When Senator Obama took to the crowd to do a lap around the stage and shake hands following his speech, I was fortunate enough to be in the very front (unfortunate, too, as I thought I was going to be crushed to death for a while there). Dozens of hands reached toward the barrier and those of us up against it moved sideways so more of the crowd could reach in and have the same opportunity to shake our future president's hand. There was no sense of selfishness or greed in that boisterous crowd, but a collective sense of generosity-moving for others to get nearer, making spaces so their hands could reach out. I ordinarily value my personal space and would not have liked being in such close proximity, but even in the midst of that crowd I didn't feel overwhelmed or threatened. I didn't worry about being pick-pocketed or feeling invaded, I just felt a part of something much greater than I had before.

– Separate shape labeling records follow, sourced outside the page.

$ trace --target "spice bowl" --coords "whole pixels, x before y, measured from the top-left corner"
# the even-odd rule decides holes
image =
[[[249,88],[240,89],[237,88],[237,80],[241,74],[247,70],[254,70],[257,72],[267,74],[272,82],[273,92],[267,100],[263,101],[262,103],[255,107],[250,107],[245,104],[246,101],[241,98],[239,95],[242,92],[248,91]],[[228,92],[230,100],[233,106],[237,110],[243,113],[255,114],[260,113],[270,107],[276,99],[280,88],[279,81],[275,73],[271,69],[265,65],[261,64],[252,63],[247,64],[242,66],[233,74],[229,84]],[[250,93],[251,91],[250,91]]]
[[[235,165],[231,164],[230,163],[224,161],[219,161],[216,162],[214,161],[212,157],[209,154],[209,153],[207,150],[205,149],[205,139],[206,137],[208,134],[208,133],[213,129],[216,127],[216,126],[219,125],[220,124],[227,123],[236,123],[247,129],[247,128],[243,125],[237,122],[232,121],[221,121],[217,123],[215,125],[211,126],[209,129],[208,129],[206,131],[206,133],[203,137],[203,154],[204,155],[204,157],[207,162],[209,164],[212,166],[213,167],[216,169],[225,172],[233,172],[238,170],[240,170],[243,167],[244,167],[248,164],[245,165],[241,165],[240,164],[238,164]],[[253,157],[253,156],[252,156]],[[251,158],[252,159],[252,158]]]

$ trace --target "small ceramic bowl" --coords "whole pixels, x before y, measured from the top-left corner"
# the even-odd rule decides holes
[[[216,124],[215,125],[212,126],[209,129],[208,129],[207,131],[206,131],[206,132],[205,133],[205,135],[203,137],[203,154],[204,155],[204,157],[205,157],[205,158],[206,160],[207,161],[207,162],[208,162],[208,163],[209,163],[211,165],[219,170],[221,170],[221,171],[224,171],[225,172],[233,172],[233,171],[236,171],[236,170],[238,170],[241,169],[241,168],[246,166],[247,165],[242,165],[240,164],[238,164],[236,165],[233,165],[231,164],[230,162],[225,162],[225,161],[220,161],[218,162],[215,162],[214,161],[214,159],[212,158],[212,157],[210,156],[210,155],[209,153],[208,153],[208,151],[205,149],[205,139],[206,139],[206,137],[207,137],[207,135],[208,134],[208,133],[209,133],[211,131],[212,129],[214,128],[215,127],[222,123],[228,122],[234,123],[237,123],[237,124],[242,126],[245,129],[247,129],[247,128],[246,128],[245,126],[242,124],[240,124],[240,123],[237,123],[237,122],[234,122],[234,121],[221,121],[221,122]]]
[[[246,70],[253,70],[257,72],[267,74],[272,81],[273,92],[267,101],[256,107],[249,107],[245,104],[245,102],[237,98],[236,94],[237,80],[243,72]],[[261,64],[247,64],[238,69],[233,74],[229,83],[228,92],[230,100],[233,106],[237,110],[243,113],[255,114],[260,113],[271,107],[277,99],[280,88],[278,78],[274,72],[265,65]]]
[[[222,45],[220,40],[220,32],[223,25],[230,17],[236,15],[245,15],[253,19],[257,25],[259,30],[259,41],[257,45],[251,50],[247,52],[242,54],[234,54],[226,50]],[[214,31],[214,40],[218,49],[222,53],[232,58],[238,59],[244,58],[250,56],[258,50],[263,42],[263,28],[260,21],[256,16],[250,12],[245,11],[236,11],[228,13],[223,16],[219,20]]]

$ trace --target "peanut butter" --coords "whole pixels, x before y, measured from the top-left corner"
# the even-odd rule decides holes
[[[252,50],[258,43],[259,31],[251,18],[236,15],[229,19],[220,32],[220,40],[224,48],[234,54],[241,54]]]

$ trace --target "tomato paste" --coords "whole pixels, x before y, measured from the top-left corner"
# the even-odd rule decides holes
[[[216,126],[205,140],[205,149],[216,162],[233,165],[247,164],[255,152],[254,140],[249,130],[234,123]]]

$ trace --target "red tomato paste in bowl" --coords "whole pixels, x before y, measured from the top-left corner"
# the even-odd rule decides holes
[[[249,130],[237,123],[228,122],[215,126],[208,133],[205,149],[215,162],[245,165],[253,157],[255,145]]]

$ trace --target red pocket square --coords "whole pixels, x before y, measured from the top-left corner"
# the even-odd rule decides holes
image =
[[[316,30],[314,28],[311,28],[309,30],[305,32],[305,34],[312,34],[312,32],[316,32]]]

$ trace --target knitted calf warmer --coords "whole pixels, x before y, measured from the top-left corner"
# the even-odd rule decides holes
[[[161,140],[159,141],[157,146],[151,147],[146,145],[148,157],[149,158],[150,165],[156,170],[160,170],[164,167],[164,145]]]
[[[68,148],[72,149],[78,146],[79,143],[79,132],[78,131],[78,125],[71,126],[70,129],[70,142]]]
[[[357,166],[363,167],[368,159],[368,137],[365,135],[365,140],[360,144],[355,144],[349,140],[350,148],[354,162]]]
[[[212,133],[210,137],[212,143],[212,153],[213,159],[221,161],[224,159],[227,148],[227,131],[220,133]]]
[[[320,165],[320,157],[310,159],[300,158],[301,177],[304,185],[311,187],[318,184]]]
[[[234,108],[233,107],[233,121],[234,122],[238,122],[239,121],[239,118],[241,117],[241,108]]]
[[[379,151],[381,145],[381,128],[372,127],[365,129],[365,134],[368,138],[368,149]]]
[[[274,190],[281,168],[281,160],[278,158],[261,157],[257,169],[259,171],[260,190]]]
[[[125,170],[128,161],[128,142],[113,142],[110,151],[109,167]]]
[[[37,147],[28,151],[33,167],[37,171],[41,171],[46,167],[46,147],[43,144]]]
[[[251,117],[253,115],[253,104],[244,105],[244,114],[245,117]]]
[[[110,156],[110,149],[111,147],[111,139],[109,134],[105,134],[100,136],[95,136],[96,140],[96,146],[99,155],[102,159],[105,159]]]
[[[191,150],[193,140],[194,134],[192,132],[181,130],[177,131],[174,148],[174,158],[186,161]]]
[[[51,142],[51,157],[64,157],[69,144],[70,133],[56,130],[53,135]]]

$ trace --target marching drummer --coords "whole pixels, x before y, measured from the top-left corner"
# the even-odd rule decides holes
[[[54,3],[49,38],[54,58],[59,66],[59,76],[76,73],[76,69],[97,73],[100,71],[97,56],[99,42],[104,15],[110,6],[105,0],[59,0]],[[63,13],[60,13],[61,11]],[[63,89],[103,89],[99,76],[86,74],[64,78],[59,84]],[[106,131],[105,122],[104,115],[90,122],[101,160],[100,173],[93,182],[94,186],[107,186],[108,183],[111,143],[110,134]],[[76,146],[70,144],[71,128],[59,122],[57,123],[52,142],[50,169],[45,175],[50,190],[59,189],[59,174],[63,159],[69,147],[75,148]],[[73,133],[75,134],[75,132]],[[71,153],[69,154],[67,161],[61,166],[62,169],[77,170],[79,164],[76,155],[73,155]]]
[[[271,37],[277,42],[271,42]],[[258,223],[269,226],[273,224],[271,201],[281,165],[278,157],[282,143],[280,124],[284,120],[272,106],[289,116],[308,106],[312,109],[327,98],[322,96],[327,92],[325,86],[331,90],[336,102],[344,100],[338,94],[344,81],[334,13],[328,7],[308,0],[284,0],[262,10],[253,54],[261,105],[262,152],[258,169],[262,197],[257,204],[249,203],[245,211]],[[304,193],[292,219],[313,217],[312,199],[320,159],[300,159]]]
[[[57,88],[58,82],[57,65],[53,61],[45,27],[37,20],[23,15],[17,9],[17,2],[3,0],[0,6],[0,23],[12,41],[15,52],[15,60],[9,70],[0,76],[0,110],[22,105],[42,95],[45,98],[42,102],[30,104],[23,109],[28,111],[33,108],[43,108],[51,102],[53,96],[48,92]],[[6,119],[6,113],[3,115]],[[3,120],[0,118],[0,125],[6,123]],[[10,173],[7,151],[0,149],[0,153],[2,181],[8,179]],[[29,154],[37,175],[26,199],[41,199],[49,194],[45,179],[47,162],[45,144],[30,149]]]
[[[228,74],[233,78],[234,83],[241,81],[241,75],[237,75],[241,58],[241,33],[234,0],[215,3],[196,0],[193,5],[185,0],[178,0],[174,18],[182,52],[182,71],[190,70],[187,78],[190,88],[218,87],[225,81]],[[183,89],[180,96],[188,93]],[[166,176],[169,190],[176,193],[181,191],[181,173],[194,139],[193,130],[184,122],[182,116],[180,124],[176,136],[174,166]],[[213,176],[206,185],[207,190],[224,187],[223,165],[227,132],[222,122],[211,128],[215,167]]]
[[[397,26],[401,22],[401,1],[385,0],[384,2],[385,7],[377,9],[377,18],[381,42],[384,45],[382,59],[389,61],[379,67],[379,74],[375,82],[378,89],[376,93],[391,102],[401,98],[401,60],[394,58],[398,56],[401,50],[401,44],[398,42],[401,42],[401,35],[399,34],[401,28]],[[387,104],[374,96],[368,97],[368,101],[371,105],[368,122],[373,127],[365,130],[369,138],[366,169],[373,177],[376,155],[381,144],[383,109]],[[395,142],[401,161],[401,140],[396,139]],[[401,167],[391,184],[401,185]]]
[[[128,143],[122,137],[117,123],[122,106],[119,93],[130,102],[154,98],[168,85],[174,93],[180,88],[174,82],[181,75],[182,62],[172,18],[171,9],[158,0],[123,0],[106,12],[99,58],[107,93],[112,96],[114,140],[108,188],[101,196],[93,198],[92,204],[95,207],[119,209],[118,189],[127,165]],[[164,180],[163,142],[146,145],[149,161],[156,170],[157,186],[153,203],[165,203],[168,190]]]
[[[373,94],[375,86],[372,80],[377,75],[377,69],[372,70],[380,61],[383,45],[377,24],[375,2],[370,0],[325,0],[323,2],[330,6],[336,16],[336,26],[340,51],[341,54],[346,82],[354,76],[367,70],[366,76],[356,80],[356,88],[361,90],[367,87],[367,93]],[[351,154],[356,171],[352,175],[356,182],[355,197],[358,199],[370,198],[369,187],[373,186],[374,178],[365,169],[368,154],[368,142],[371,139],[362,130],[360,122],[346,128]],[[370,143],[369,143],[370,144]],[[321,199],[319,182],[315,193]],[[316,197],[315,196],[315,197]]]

When Senator Obama reached us-he was as gracious as one would imagine-asking those pushing forward to stop pushing, asking me whether I was squashed or ok, politely asking the girl beside me to let go of his hand that she'd been so desperately clinging to even when he was half a foot away from her. Everything about Barack Obama was presidential and stately. It was truly a mesmerizing and awe-inspiring experience. Before he walked off to continue greeting, thanking and shaking hands-as he was asking the girl beside me to let go of his hand, I remembered to snap a picture (yes, it took me that long to recall I had a camera in my hand!).
Close-up on Barack
So last night Fi and I were a part of history. Maybe it wasn't anything over the top huge, but we were in the presence of our next president...as long as we GO OUT AND VOTE! (As he so eloquently reminded us). I'd like to say he said something different than what we are used to hearing, but he said everything we wanted him to say, he said the things he's continuously been saying-the things that made us decide to vote for him in the first place and we felt lucky and inspired to be a part of it. The only thing I wish he'd done, but didn't was yell: M-I-Z...
I was exhausted when I got up late at 7:30 to teach my 8am class this morning, but it was worth every second!
More to come later. Fi and I are going for a picnic.
P.S.-If you live in Missouri-we are a swing state, my friends...go Go GOOOO vote on Tuesday. I can't begin to tell you how important your vote TRULY is.